In der vergangenen Woche führte die Autobahnpolizei mehrere Fahrzeugkontrollen in Verbindung mit der Verkehrsüberwachung durch. Ein Videowagen kam zum Einsatz. Als dieser auf der A9 zwischen dem Hermsdorfer Kreuz und der Anschlussstelle Eisenberg unterwegs war, wurden die Beamten auf einen Autofahrer aufmerksam.

Wie die Polizei mitteilte, fuhr das Fahrzeug mit knapp 200 km/h statt der erlaubten 120 km/h über die Autobahn. Die Beamten verfolgten das Auto und beobachteten, wie der Fahrer gleich mehrere Male auf dem rechten Fahrstreifen überholte. Dabei fuhr dieser zeitweise mit einer Geschwindigkeit von 230 km/h.

Seine Fahrweise war darüber hinaus äußerst aggressiv und er scherte teilweise sehr knapp vor den überholten Fahrzeugen wieder auf der linken Fahrspur ein.

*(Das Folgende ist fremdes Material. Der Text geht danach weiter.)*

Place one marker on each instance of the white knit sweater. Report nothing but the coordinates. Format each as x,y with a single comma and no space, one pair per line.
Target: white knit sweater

Den Beamten gelang es, den Fahrer zu stoppen. Bei der Kontrolle stellte sich heraus, dass das Auto zwar in Deutschland zugelassen war, jedoch ungarische Kennzeichen angebracht waren. Der Fahrer war zudem den Beamten gegenüber unfreundlich und beleidigte diese. Die Weiterfahrt wurde ihm untersagt. Auch die Kennzeichen behielten die Beamten ein. Gegen den 51-Jährigen wurden mehrere Strafverfahren eingeleitet, unter anderem wegen Beleidigung, Kennzeichenmissbrauch und Gefährdung des Straßenverkehrs.

Darüber hinaus ahndeten die Beamten der Autobahnpolizei noch weitere Vergehen. Ein 40-Jähriger erhielt zwei Monate Fahrverbot, zwei Punkten in Flensburg und ein Bußgeld über 1.000 Euro. Dieser war ebenfalls viel zu schnell unterwegs und überschritt die Höchstgeschwindigkeit von 120 km/h um 80 km/h. Dabei ignorierte er jegliche Verkehrszeichen zur Geschwindigkeitsbegrenzung auf regennasser Fahrbahn.